Neste ínfimo país apenas reconheces
as distâncias implacáveis,
os corpos e o cansaço,
a estranheza que se entranha
até só o escuro poder transmitir-nos
alguma calma.
Gostaríamos de esquecê-lo e por isso
tantos fizemos da noite um hábito imperioso.
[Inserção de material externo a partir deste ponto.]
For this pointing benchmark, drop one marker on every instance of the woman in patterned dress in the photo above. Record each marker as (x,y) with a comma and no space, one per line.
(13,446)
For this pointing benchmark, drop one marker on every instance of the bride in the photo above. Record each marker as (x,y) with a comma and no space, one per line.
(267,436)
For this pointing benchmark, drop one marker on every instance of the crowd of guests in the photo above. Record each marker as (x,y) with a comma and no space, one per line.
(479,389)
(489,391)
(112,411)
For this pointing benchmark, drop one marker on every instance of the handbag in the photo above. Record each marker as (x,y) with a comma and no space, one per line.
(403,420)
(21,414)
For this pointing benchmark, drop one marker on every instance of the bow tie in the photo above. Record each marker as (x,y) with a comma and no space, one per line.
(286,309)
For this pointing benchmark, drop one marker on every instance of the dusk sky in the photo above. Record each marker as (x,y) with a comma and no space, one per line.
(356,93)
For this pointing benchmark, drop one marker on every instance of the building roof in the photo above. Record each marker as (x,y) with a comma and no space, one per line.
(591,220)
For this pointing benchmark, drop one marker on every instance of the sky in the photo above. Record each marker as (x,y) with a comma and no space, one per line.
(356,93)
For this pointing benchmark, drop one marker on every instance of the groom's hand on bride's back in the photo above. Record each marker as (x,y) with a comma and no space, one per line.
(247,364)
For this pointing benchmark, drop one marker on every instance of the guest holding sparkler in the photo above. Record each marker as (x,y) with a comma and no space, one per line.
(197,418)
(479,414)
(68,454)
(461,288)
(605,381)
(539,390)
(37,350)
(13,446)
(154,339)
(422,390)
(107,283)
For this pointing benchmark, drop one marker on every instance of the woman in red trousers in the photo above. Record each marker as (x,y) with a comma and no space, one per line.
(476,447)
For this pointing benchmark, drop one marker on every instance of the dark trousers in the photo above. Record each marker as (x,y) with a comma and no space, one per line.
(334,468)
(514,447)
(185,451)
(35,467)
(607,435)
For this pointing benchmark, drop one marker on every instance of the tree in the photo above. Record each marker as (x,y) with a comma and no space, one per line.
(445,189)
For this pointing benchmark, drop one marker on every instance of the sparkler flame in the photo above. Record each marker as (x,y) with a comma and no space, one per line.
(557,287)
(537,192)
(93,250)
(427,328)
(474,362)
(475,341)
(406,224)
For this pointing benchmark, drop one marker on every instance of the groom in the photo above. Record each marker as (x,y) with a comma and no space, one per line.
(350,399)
Serve-te do isqueiro para ir soletrando
provando o espaço como quem bebe
goles de chá, cerveja se preferires,
sê indelicado, se te apetecer,
no fim, a realidade mostra o seu nojo
por aquilo que dizemos.
Antes tínhamos o perdão dos substantivos,
a textura e o tumulto de impressões raras,
nomes intrusos, e a resina
de umas poucas imagens, o balanço
das ondas a voz trabalhada pelo sal.
Hoje raspamos o que de um anjo sobrou
para a canção, essa ferrugem
de uma espécie aguardando algo mais
de outra, e logo damos pela falta
do mundo,
ainda que o não soubéssemos explicar
nem vender a estranhos.
A dor ensina a encher um copo de cada vez
e a bebê-lo como quem toca um instrumento,
e depois tombas melodioso por aí.
É difícil segurar-se e persistir
tão à flor de nervos desarmados,
saber de si nesta língua de farrapos,
a rebentar de ecos, roncos, entre tantos
remoinhos, regressos a outras idades,
as misturas, e os estragos que isso faz num homem,
a consciência zunindo com um gosto
a tempestade,
e mesmo desconfiando da própria respiração,
vemos o que nos resta com toda a força,
as evidências extraordinárias do que se abate
contra nós,
e se escrevemos é na ânsia
de dar ordens ao tempo,
humedecer-lhe os lábios, deslizar
entre essas formas leves esse modo
de evadir-se, que deixa aos versos
aquele tremor das grandes migrações.